By the time he pulls in behind me my anger dissipates but my scare stays with me. Once those chemicals are released there is no putting them back. Cindy innocently comes over to the couch while I was distracted surprising me so I jump again startled.

Just a bad day. Anxiety, tiredness and cortisol make a very vicious cocktail. I have no clue why one day is harder than the next, though lack of sleep may explain much. And there is nothing I can do about it, one night sleeping hard, the next not.

When Cindy is here just watch her and smile. That’s all she needs to make her beam. But yesterday being so distracted my mind wandered to lost places. Be present. Use the full spectrum lights.

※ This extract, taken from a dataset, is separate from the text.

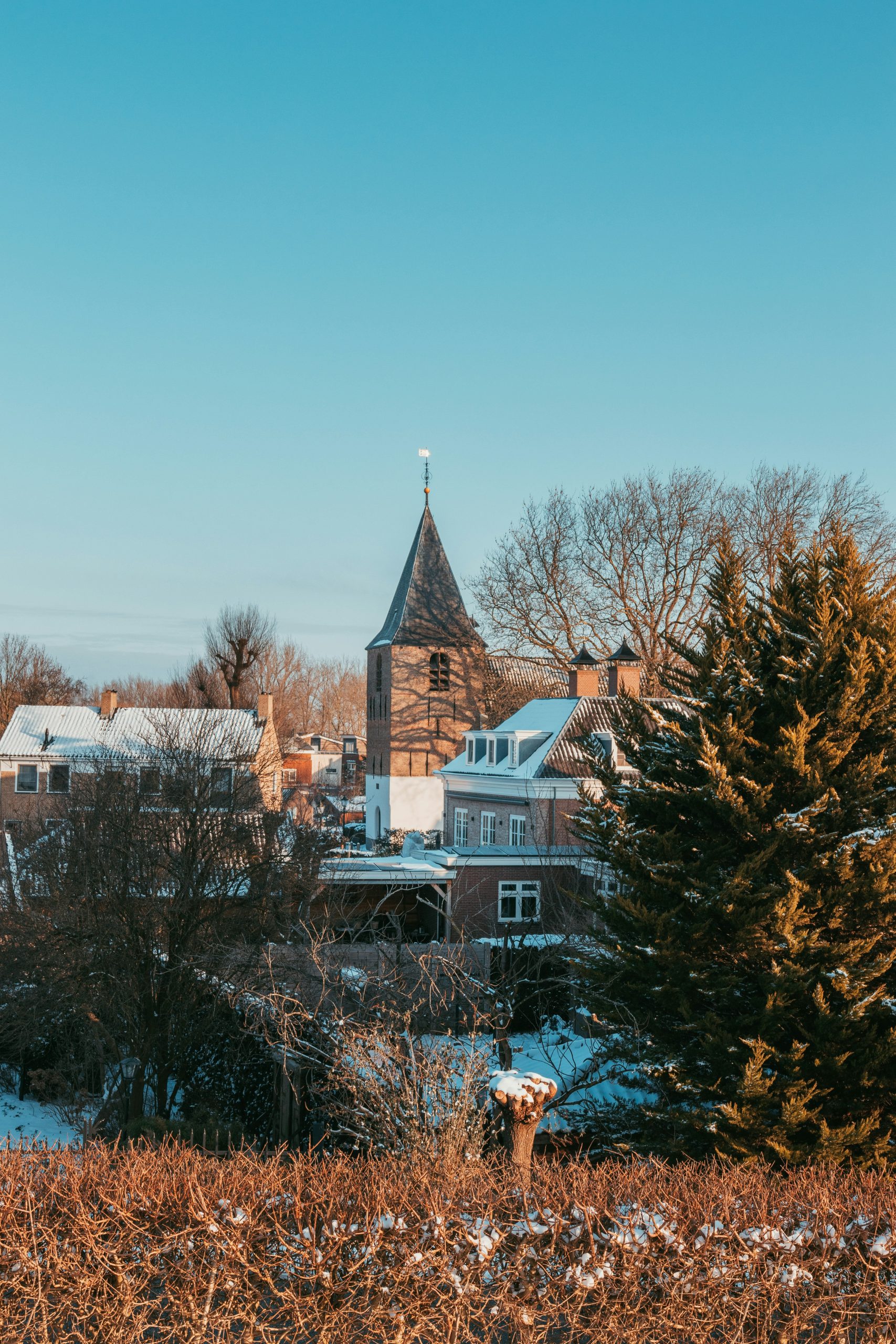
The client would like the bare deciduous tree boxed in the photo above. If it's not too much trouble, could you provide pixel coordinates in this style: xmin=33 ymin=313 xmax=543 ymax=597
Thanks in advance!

No wonder you feel bad and down when only a week ago I could sit on the patio and soak up sun. With the heat on each morning there is no sun soaking to start each day with fullness, peace and contentment. Use the lights, soak in artificial sun, and do so consistently. 

Today is another day. After sleeping well the start feels brighter. Remember the work. Make each day count, though yesterday seemed a waste. If I cannot be active, productive and feel useful, it’s a waste. But maybe not. Maybe there are days when the body needs rest, especially one with unbalanced chemicals.

Being a couch slug is productive. It seems necessary some days. Rest calms internal warning signals, like train arms coming down with bells and lights. With rest they quiet, rise back up, and allow flow and movement. It just is. I don’t understand it, but must allow for it… remember, be gentle, show kindness, understanding and acceptance.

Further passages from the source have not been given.